好多时候,好多的人,都想回到过去,
A lot of time, peoples think of return to the past,
或许是想寻回失去的亲人,失去的成就,失去的机会,失去的爱情,
Perhaps trying to locate lost loved ones, loss of achievements, lost of opportunities, lost of love,
就连歌手周杰伦都唱了那么一首《回到过去》。
Even the singers'sJay Chou also has a song called "return to the past."
而我当时,只想寻回失去的自己。
And, I was just trying to get back myself.
那个以前的我。
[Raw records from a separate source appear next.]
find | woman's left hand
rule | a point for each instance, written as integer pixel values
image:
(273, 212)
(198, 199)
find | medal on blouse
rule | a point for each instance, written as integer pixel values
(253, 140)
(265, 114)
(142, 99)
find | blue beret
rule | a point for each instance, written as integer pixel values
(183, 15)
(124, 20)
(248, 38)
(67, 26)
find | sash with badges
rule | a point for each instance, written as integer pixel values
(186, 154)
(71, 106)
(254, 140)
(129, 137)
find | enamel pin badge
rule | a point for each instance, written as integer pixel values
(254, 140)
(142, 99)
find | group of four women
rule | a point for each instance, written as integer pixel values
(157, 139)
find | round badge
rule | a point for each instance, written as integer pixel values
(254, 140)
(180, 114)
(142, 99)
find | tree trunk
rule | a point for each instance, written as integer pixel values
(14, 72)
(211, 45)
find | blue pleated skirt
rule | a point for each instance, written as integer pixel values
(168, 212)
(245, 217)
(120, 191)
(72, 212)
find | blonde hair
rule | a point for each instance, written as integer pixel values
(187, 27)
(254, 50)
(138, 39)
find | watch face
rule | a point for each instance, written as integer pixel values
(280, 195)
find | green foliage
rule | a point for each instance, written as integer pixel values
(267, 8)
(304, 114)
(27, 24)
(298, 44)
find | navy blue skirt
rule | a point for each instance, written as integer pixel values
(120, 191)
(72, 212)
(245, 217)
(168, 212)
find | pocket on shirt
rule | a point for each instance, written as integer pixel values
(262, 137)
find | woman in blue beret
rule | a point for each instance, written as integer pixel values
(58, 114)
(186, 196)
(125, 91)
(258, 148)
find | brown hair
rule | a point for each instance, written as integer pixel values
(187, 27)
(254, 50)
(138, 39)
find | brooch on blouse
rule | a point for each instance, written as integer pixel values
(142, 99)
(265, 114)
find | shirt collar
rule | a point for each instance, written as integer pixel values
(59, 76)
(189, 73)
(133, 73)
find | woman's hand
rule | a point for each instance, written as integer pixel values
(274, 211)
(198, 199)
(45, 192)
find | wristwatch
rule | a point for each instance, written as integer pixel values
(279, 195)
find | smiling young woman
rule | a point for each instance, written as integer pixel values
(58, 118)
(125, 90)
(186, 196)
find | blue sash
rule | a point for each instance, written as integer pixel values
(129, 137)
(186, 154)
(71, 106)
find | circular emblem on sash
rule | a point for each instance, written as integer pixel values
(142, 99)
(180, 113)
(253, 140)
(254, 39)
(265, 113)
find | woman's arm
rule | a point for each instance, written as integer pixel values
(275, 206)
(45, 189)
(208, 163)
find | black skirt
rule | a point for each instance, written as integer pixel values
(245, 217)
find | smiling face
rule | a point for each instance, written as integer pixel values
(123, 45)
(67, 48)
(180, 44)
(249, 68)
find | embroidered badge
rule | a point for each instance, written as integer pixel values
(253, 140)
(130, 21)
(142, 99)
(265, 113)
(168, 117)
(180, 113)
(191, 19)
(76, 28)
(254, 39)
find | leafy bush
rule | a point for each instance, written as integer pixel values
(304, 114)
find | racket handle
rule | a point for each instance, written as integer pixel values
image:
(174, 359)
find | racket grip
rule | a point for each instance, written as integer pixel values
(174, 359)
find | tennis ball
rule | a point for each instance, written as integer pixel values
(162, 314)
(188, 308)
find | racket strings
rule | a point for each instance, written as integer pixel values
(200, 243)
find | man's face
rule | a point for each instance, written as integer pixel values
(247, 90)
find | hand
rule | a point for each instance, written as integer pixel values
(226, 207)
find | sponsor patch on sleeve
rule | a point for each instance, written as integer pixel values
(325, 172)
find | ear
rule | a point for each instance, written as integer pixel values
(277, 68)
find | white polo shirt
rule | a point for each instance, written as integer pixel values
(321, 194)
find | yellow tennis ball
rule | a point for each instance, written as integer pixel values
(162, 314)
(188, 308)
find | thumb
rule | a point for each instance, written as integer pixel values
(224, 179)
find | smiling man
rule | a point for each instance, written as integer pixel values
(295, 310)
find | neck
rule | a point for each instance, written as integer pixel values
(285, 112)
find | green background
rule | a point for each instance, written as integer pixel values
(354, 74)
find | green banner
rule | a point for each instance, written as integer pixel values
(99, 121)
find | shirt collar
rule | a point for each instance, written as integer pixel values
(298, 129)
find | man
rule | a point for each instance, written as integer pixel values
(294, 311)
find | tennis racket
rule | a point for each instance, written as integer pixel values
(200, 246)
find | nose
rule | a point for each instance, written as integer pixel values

。
That the old me.....
那年,我并没有失去的亲人,也没有可以失去的事业和成就,
That time, I have not lost loved ones, and there was no loss of career and accomplishments,
但却失去了那自信满满,乐观且勇往直前不畏挑战的自己。
But I lost my confidence, optimism, brave and the spirit of challenges for life.
我只想找回它。
I was just trying to get them back into my life.
不过,在寻找的过程中,我迷失了,也倦意了,放弃了。
Unfortunately, in the way of searching, I lost, and weariness, and give up.
任随着这份无奈,浑浑沌沌的过着颓废的日子。
Allowed myself live with the days of chaos and decadence,
什么都无所谓的自己,反正最想得到的总究得不到的。
I just let myself be like that since the things we wanted most always unattainable.
曾经以为,这样的自己没有人会察觉到,
Once though, there is nobody would realise of my changes,
毕竟面具戴久了, 戴多了,也就习惯了,分不出真伪了。
After all, wearing masks for a long time, you get used to, and no one is able to distinguish between the real and fake of a person.
直到相交多年的一位朋友珊珊问我:
Until one of my buddy asked me:
“你近来是不是发生了什么事?没办法解决也懊恼吗?总觉得你好像变得不一样了, 尤其是那随便面对生活的态度。”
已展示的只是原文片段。